Goldman Sachs has agreed to a $3.9 billion settlement with Malaysia as it begins to put behind it a kleptocracy scandal that changed the course of politics in the country.
Malaysian prosecutors filed charges in 2018 against several Goldman units for their role in helping to raise billions of dollars for a sovereign wealth fund known as 1MDB that officials were later found to be using as a personal piggy bank. The scandal led to the ouster of Malaysia’s former prime minister, Najib Razak, and a far-reaching foreign bribery and corruption investigation by U.S. prosecutors against the bank and the purported mastermind of the scheme, Malaysian financier Jho Low.

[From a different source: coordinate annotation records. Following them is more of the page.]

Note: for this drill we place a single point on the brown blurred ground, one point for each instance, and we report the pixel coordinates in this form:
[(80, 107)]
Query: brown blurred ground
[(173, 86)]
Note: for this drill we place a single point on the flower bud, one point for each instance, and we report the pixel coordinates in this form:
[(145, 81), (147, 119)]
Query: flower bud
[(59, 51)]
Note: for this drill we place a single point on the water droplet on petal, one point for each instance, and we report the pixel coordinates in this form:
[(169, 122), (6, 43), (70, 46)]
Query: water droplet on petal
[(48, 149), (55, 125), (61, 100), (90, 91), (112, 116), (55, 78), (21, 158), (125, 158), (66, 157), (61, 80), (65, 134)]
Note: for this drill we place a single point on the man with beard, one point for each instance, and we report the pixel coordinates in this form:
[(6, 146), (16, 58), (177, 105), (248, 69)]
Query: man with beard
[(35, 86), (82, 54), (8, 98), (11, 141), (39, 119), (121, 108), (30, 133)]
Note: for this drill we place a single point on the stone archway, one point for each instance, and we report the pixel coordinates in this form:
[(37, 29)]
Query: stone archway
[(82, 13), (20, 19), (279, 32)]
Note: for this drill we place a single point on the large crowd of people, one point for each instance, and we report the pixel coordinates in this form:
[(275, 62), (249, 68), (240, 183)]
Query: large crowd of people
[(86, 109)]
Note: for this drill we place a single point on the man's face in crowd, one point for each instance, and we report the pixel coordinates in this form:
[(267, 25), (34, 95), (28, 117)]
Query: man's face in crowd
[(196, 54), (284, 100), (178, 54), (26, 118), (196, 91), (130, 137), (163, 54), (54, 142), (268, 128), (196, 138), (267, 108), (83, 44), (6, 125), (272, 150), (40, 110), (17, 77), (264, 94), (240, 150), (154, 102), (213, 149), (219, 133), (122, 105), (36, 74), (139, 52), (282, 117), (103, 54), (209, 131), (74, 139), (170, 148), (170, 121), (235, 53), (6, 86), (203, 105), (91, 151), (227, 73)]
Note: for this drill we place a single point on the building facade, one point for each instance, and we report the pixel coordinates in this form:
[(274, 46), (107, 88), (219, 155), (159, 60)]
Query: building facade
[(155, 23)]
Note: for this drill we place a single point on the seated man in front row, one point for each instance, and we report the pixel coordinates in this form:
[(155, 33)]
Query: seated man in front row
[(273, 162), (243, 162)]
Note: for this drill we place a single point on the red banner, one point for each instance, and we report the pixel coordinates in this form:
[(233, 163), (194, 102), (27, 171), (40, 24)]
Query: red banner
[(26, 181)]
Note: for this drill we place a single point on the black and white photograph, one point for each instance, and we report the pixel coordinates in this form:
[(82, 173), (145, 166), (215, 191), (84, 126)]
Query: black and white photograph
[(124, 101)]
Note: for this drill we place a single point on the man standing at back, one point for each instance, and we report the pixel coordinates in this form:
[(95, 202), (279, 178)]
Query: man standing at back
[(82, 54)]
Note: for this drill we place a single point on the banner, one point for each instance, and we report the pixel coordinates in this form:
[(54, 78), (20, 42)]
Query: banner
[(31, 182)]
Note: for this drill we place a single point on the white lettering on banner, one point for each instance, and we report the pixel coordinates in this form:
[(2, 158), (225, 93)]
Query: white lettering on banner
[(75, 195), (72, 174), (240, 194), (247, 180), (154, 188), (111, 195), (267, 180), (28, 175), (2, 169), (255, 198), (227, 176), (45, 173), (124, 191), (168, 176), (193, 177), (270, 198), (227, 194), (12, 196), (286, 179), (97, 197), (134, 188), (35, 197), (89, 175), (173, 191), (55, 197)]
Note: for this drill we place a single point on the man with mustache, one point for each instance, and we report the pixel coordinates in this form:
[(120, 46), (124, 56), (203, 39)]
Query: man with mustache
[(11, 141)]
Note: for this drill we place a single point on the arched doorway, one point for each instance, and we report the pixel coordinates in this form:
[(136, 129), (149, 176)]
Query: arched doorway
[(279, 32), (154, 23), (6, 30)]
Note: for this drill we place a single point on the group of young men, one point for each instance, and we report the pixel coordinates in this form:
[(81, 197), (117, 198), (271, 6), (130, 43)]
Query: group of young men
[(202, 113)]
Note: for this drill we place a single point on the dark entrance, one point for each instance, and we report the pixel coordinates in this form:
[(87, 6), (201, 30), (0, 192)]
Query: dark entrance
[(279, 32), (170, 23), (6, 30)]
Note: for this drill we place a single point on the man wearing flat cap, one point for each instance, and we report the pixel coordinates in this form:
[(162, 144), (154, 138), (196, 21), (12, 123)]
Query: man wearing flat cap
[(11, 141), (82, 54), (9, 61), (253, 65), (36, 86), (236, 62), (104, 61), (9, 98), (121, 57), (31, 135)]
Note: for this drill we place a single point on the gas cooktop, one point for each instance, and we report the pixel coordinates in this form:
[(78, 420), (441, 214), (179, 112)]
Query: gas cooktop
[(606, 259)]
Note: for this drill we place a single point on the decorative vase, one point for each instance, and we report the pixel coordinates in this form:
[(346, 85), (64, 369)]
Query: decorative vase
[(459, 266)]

Malaysia said Friday that the Wall Street bank would pay $2.5 billion to resolve the case. Goldman also pledged to cover any shortfall from the sale of $1.4 billion in assets that have been seized by government authorities, including a $250 million yacht, several U.S. hotels, a $35 million Bombardier jet and an Oscar that once belonged to Marlon Brando.
“This settlement represents assets that rightfully belong to the Malaysian people,” the country’s ministry of finance said in a statement Friday evening.
The Malaysian government had previously said it would seek criminal fines in excess of $2.7 billion and had charged more than a dozen executives at the bank with fraud. Under the settlement, the criminal charges against Goldman and those executives were dismissed.
Goldman said in a statement the deal with Malaysia “is an important step towards putting the 1MDB matter behind us.”
But the bank still must still resolve the investigations by prosecutors and bank regulators in the United States.
U.S. prosecutors contend that as much as $4.5 billion was pilfered from the sovereign wealth fund — officially known as 1Malaysia Development Berhad — into the bank accounts of Low, Najib, his family and his friends. Goldman Sachs helped the fund to raise $6.5 billion in 2012-13 through a series of bond sales, $2.5 billion of which authorities say was then diverted to senior officials.
Goldman Sachs, which received $600 million in payments for its bond work, has consistently denied any wrongdoing.